During the presidential campaign, we were told that Barack Obama was another Lincoln. At the time, I recall thinking that he might very well be another Lincoln, but certainly not Abe. Then we were told he was another FDR, which was certainly closer to the truth, and not just because they both smoked cigarettes and made Narcissus look like a shrinking violet. But, now that he’s been in office for a while, he mostly reminds me of Wile E. Coyote. He thinks he’s very clever, but he keeps falling off the cliff while holding the anvil he intended to drop on the Roadrunner.
I felt that those people who insisted last year that, down deep, Obama was a Muslim were being unfair. While I had to question what sort of Christian would have sat in Jeremiah Wright’s church, soaking up all that racist swill for 20 years, at least the Trinity United Church of Christ wasn’t a mosque. But I have to confess Obama seems to be doing everything he can to make me question my earlier judgment.
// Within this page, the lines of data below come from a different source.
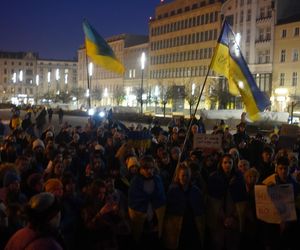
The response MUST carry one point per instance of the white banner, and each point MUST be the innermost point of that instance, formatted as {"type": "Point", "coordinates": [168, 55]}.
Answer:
{"type": "Point", "coordinates": [275, 204]}
{"type": "Point", "coordinates": [204, 141]}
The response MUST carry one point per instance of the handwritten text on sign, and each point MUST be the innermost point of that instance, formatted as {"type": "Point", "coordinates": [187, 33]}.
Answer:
{"type": "Point", "coordinates": [207, 141]}
{"type": "Point", "coordinates": [275, 204]}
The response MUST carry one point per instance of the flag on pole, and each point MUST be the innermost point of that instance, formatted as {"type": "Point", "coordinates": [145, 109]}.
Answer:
{"type": "Point", "coordinates": [99, 50]}
{"type": "Point", "coordinates": [229, 61]}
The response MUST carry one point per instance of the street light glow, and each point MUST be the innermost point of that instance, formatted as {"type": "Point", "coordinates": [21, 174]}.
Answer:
{"type": "Point", "coordinates": [14, 78]}
{"type": "Point", "coordinates": [49, 76]}
{"type": "Point", "coordinates": [143, 60]}
{"type": "Point", "coordinates": [105, 94]}
{"type": "Point", "coordinates": [37, 80]}
{"type": "Point", "coordinates": [193, 88]}
{"type": "Point", "coordinates": [21, 75]}
{"type": "Point", "coordinates": [57, 76]}
{"type": "Point", "coordinates": [90, 68]}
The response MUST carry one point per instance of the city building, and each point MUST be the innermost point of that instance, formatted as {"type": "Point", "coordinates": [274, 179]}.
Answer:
{"type": "Point", "coordinates": [107, 88]}
{"type": "Point", "coordinates": [17, 76]}
{"type": "Point", "coordinates": [182, 37]}
{"type": "Point", "coordinates": [253, 22]}
{"type": "Point", "coordinates": [55, 80]}
{"type": "Point", "coordinates": [26, 79]}
{"type": "Point", "coordinates": [286, 70]}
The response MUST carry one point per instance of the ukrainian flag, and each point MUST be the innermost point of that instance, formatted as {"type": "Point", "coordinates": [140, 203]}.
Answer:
{"type": "Point", "coordinates": [99, 51]}
{"type": "Point", "coordinates": [228, 61]}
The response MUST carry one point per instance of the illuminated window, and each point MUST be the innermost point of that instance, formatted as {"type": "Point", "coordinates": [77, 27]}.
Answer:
{"type": "Point", "coordinates": [295, 79]}
{"type": "Point", "coordinates": [282, 55]}
{"type": "Point", "coordinates": [295, 55]}
{"type": "Point", "coordinates": [282, 79]}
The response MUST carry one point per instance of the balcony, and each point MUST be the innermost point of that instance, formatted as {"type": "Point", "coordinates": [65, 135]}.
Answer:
{"type": "Point", "coordinates": [263, 19]}
{"type": "Point", "coordinates": [263, 41]}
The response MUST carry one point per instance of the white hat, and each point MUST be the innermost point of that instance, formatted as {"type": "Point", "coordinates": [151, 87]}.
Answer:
{"type": "Point", "coordinates": [38, 143]}
{"type": "Point", "coordinates": [132, 161]}
{"type": "Point", "coordinates": [49, 134]}
{"type": "Point", "coordinates": [98, 147]}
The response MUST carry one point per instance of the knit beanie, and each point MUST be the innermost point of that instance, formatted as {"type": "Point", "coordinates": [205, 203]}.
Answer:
{"type": "Point", "coordinates": [38, 143]}
{"type": "Point", "coordinates": [42, 208]}
{"type": "Point", "coordinates": [132, 161]}
{"type": "Point", "coordinates": [10, 177]}
{"type": "Point", "coordinates": [52, 184]}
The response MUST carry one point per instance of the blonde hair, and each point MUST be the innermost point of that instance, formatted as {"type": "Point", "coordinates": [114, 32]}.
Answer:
{"type": "Point", "coordinates": [181, 166]}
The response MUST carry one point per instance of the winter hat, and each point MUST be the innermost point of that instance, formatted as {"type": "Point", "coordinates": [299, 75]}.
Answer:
{"type": "Point", "coordinates": [10, 177]}
{"type": "Point", "coordinates": [33, 179]}
{"type": "Point", "coordinates": [98, 147]}
{"type": "Point", "coordinates": [52, 184]}
{"type": "Point", "coordinates": [38, 143]}
{"type": "Point", "coordinates": [42, 208]}
{"type": "Point", "coordinates": [49, 134]}
{"type": "Point", "coordinates": [132, 161]}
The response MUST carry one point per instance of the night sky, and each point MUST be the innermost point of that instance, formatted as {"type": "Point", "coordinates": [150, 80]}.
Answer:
{"type": "Point", "coordinates": [53, 28]}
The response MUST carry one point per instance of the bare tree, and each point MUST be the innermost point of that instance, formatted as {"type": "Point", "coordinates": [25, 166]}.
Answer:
{"type": "Point", "coordinates": [191, 93]}
{"type": "Point", "coordinates": [64, 97]}
{"type": "Point", "coordinates": [165, 94]}
{"type": "Point", "coordinates": [218, 94]}
{"type": "Point", "coordinates": [119, 94]}
{"type": "Point", "coordinates": [79, 93]}
{"type": "Point", "coordinates": [97, 94]}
At a time when Iran, not to mention North Korea, is shaking a nuclear-armed fist at the world, Obama is telling Russia he’d like to dismantle our nuclear weapons. I’m afraid that, as a means of providing America with a viable national defense, his approach verges on the suicidal. On the other hand, if it’s his intention to join the likes of Kofi Annan, Yasser Arafat, Al Gore, Le Duc Tho and Jimmy Carter, as Nobel Peace Prize winners, it’s an absolutely brilliant strategy.
One of my readers wrote to say that after watching the Obamas behave like hicks when they visited Queen Elizabeth, he felt as if a pair of hillbillies was representing America. That made me think there might be a TV series lurking there, an updated version of “The Beverly Hillbillies,” with the lucky family moving east, instead of west, after their gusher comes in.
God forbid we mention “Islamic fascism,” lest King Abdullah forget how cute our president looked bowing and scraping to him. Furthermore, we are no longer supposed to call “the war on terrorism” the war on terrorism because, I suppose, it might give certain people the idea that we actually hold a grudge against the barbarians who are sworn to kill us.
So far as I’m concerned, the only term they’ve come up with that I approve of is “man-made disaster,” which was invented by Janet Napolitano. Understand, I don’t sanction her using it as a euphemism for 9/11. The only reason I like it is because I think it so perfectly defines the Obama presidency.